Mãos de artista
À entrada, dois grandes fornos industriais de finais do século XIX dão as boas vindas ao visitantes que, em busca da famosa porcelana, se deparam primeiro com estes gigantes em tijolo e só depois com as frágeis peças que fazem da Vista Alegre uma das mais reconhecidas marcas mundiais. Mas o percurso não é aleatório. Foram estes fornos que, durante praticamente duzentos anos de história, prepararam boa parte dos produtos que hoje passam de pais para filhos, numa herança quase obrigatória, ou nos grandes elementos decorativos presentes em instituições públicas ou privadas.
A Vista Alegre acaba por tocar todos os portugueses, ou porque são fiéis depositários de uma peça até à geração seguinte, ou porque se identificam com os ideais do seu fundador, José Ferreira Pinto Basto, um humanista que mais do que construir uma fábrica, quis erigir uma comunidade viva, em que os valores da solidariedade e justiça social estavam acima de quaisquer outros. E parece ter sido bem sucedido. Quase a cumprir 200 anos, o bairro social que acolhe os trabalhadores da unidade produtiva ainda tem 40 famílias que ali vivem com muitos dos benefícios idealizados em 1824, como o grupo de teatro, o clube de futebol ou a filarmónica…
Foi também nesse ano inaugural que surgiu a ideia de fazer nascer um espaço museológico associado à fábrica. Segundo Filipa Quatorze, diretora do Museu da Vista Alegre, esta necessidade surgiu do “reconhecimento do valor da porcelana, da sua arte e estética mas também da exigência da sua técnica de produção”. Existem relatos, que datam de meados do século XIX, referindo a existência de um lugar que guardava, não só um exemplar das peças que iam sendo produzidas, mas também a coleção privada da família Pinto Basto. No entanto, foi preciso esperar até 1964 para que este espaço fosse aberto ao público. E mais uns anos para chegarmos ao atual museu, com um acervo de 30 mil peças que contam cerca de 200 anos de história de produção.
O circuito de visita, que parte dos tais grandes fornos industriais dos finais do século XIX, segue uma organização cronológica que começa por dar a conhecer a história da fábrica e do museu, desembocando em várias salas que vão permitir compreender algumas das fases mais emblemáticas do projeto da Vista Alegre.

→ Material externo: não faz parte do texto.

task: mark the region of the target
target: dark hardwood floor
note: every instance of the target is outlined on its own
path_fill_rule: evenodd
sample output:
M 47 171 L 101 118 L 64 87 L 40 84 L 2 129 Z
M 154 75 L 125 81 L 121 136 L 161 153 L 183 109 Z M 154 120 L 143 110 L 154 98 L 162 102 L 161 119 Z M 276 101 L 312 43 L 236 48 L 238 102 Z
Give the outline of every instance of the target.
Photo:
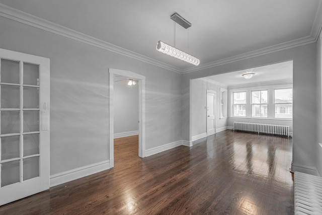
M 0 207 L 1 214 L 289 214 L 292 138 L 226 130 L 141 159 L 116 139 L 114 168 Z

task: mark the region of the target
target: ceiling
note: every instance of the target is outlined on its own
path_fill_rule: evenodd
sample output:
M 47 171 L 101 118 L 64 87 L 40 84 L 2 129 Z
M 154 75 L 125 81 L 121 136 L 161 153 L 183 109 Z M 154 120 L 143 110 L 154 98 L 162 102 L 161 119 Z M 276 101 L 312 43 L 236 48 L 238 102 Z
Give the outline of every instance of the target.
M 251 79 L 246 79 L 242 76 L 242 75 L 250 72 L 255 73 Z M 293 61 L 217 75 L 207 78 L 227 86 L 247 85 L 254 83 L 260 84 L 276 82 L 291 82 L 293 81 Z
M 313 42 L 322 23 L 320 2 L 0 0 L 0 4 L 181 73 L 240 58 L 245 53 Z M 170 17 L 175 12 L 192 24 L 189 30 L 177 26 L 176 47 L 198 57 L 198 66 L 156 50 L 158 40 L 174 45 Z

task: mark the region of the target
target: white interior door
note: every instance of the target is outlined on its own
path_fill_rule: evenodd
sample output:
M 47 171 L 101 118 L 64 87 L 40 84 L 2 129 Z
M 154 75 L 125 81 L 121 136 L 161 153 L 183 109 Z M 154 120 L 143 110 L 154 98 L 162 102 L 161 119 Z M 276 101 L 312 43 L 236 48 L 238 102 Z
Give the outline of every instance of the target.
M 49 188 L 49 59 L 0 49 L 0 205 Z
M 216 133 L 216 92 L 207 91 L 207 135 Z

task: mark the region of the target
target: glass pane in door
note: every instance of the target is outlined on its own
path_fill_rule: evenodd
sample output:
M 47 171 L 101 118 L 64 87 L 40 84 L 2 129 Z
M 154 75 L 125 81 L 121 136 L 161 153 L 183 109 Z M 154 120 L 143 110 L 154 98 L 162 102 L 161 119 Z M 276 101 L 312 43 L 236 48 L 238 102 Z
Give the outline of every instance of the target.
M 24 132 L 39 131 L 39 111 L 24 111 Z
M 39 157 L 24 159 L 24 181 L 39 176 Z
M 39 86 L 39 66 L 24 63 L 24 84 Z
M 2 59 L 1 82 L 19 84 L 19 61 Z
M 24 156 L 39 154 L 39 134 L 24 135 Z
M 1 85 L 1 108 L 19 108 L 19 86 Z
M 19 133 L 20 111 L 3 110 L 0 112 L 1 112 L 1 134 Z
M 19 158 L 19 135 L 1 137 L 1 160 Z
M 20 161 L 14 161 L 1 164 L 1 186 L 20 181 Z
M 24 108 L 39 108 L 39 88 L 24 87 Z

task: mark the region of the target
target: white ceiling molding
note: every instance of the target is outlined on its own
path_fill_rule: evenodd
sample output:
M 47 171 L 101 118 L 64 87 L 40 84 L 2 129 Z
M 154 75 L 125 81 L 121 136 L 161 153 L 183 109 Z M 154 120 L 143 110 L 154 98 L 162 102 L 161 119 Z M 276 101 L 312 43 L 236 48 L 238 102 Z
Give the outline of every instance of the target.
M 2 4 L 0 4 L 0 16 L 176 73 L 182 73 L 182 70 L 179 68 L 66 28 Z
M 227 88 L 228 86 L 225 84 L 222 83 L 221 82 L 216 82 L 216 81 L 214 81 L 212 79 L 208 79 L 208 78 L 200 78 L 200 79 L 198 79 L 199 80 L 203 81 L 204 82 L 208 82 L 211 84 L 214 84 L 216 85 L 218 85 L 219 87 L 222 87 L 225 88 Z
M 198 66 L 189 67 L 185 69 L 180 69 L 142 54 L 130 51 L 87 34 L 71 30 L 21 11 L 9 7 L 2 4 L 0 4 L 0 16 L 176 73 L 184 74 L 199 71 L 220 65 L 316 42 L 319 32 L 322 28 L 321 5 L 322 3 L 320 2 L 316 14 L 315 14 L 315 17 L 311 29 L 310 35 L 309 36 L 216 60 L 208 63 L 199 65 Z
M 322 3 L 320 1 L 310 34 L 311 37 L 315 38 L 315 41 L 317 40 L 321 28 L 322 28 Z
M 307 36 L 302 38 L 298 39 L 285 43 L 280 43 L 279 44 L 269 46 L 262 49 L 258 49 L 256 51 L 250 51 L 249 52 L 245 53 L 242 54 L 238 54 L 232 57 L 227 57 L 226 58 L 222 59 L 221 60 L 216 60 L 210 63 L 205 63 L 200 65 L 198 67 L 192 67 L 184 69 L 182 73 L 189 73 L 196 71 L 199 71 L 202 69 L 212 68 L 220 65 L 223 65 L 233 62 L 238 61 L 246 59 L 251 58 L 252 57 L 264 55 L 265 54 L 269 54 L 270 53 L 276 52 L 277 51 L 283 50 L 288 49 L 291 48 L 294 48 L 297 46 L 300 46 L 316 42 L 316 40 L 313 37 Z
M 239 89 L 239 88 L 252 88 L 255 87 L 266 87 L 272 85 L 293 85 L 293 79 L 289 79 L 286 80 L 279 80 L 275 82 L 260 82 L 258 83 L 248 84 L 245 85 L 238 85 L 228 86 L 228 89 L 229 90 Z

Temos assim um núcleo dedicado às artes decorativas, que passa em revista a sua evolução estética, com uma sala dedicada só à arte nova e aos seus artistas. Há outro núcleo que se debruça sobre a grande porcelana de comemoração – que, segundo Filipa Quatorze, “mostra tanto a cronologia da história do país como da fábrica, mas principalmente a história de cada um, das lembranças que passam de geração em geração”. E finalmente os núcleos da porcelana de aparato, mais clássica, e das peças do início da produção, mais luxuosas, com o romantismo do século XIX a ser o grande móbil. Pelo meio, o visitante tem uma surpresa muito especial. O ateliê de pintura manual está localizado no museu, sensivelmente a meio do percurso, o que significa uma oportunidade única para ver a magia das pintoras da fábrica que conseguem transformar qualquer peça Vista Alegre num autêntico objeto de arte. Afinal estamos a falar de um museu.